Dow futures: Prices are solidly higher early today on short covering after prices hit a 3.5-month low Wednesday. Buy stops likely reside just above technical resistance at 14,900 and then at 14,950. Sell stops likely reside just below technical support at 14,800 and then at 14,775. Shorter-term moving averages are bearish early today, as the 4-day moving average is below the 9-day and 18-day. The 9-day moving average is below the 18-day moving average. Shorter-term oscillators (RSI, slow stochastics) are neutral early today. Wyckoff’s Intra-Day Market Rating: 6.0
U.S. TREASURY BONDS AND NOTES
December U.S. T-Bonds: Prices are lower early today and hit a two-week low amid a better risk appetite in the market place. Bears have the overall near-term technical advantage. Shorter-term moving averages (4- 9- 18-day) are neutral early today. The 4-day moving average is below the 9-day. The 9-day is above the 18-day moving average.

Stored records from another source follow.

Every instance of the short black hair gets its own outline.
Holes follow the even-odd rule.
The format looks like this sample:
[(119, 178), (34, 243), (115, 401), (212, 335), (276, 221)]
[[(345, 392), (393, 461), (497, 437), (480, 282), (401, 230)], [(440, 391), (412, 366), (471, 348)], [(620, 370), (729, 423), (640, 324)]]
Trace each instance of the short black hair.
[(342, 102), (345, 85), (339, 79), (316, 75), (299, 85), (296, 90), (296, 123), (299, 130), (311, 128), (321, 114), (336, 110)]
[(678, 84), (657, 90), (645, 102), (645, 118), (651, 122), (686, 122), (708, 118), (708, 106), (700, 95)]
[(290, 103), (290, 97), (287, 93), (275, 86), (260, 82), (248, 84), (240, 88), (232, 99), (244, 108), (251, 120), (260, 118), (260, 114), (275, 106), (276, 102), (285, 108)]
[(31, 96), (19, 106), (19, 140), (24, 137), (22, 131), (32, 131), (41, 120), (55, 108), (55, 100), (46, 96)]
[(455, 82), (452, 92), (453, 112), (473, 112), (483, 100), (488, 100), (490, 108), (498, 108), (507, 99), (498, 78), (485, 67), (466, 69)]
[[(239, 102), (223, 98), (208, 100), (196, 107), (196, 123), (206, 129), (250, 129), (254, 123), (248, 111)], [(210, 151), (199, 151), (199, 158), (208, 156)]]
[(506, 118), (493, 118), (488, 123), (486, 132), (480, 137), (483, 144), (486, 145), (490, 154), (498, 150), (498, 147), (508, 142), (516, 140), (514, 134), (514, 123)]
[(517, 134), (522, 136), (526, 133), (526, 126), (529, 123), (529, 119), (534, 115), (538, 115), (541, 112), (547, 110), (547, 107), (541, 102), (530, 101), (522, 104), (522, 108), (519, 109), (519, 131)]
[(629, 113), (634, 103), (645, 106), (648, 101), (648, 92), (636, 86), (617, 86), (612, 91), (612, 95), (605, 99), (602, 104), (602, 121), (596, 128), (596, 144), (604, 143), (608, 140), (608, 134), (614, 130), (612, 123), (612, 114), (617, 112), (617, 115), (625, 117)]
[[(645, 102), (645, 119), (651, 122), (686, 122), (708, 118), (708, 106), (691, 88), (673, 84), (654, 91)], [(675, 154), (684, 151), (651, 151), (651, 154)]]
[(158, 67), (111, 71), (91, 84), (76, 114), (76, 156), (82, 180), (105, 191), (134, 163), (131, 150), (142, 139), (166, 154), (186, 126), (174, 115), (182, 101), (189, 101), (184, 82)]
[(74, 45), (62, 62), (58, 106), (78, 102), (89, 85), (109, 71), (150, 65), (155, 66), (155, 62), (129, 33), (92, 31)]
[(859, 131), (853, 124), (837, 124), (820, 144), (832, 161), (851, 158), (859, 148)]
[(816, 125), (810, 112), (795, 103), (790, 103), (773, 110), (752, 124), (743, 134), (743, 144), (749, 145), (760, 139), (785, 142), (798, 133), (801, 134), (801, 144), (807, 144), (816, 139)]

Oscillators (RSI, slow stochastics) are bearish early today. Shorter-term resistance lies at the overnight high of 132 20/32 and then at 133 even. Buy stops likely reside just above those levels. Shorter-term technical support lies at the overnight low of 132 6/32 and then at 132 even. Sell stops likely reside just below those levels. Wyckoff’s Intra-Day Market Rating: 4.0 December U.S. T-Notes: Prices are lower and hit a two-week low early today. Shorter-term moving averages (4- 9- 18-day) are neutral early today. The 4-day moving average is below the 9-day. The 9-day is above the 18-day moving average. Oscillators (RSI, slow stochastics) are bearish early today. Shorter-term resistance lies at 126.00.0 and then at the overnight high of 126.06.0. Buy stops likely reside just above those levels. Shorter-term technical support lies at the overnight low of 125.22.0 and then at 125.16.0. Sell stops likely reside just below those levels. Wyckoff’s Intra-Day Market Rating: 4.0
U.S. DOLLAR INDEX
The December U.S. dollar index is near steady early today and pausing after the solid gains posted on Wednesdsay. Bears remain in overall near-term technical command. Slow stochastics for the dollar index are bullish early today. The dollar index finds shorter-term technical resistance at the overnight high of 80.685 and then at Wednesday’s high of 80.865. Shorter-term support is seen at 80.285 and then at 80.000. Wyckoff’s Intra Day Market Rating: 5.0
NYMEX CRUDE OIL
November Nymex crude oil prices are firmer early today. Bears have regained the overall near-term technical advantage. Prices are in a six-week-old downtrend on the daily bar chart. In November Nymex crude, look for buy stops to reside just above resistance at $102.50 and then at $103.00. Look for sell stops just below technical support at the overnight low of $101.39 and then at $101.00. Wyckoff’s Intra-Day Market Rating: 5.5
GRAINS
Markets were firmer overnight on mostly short covering and the better risk appetite in the market place Thursday morning. Harvest is at full speed in most areas of the Corn Belt and there are reports of better-than-expected yields for corn and soybeans coming from Iowa and Illinois, which is bearish. With much of USDA still closed, there remains a lack of fresh fundamental news for grain traders to digest, and that also favors the bearish camp due.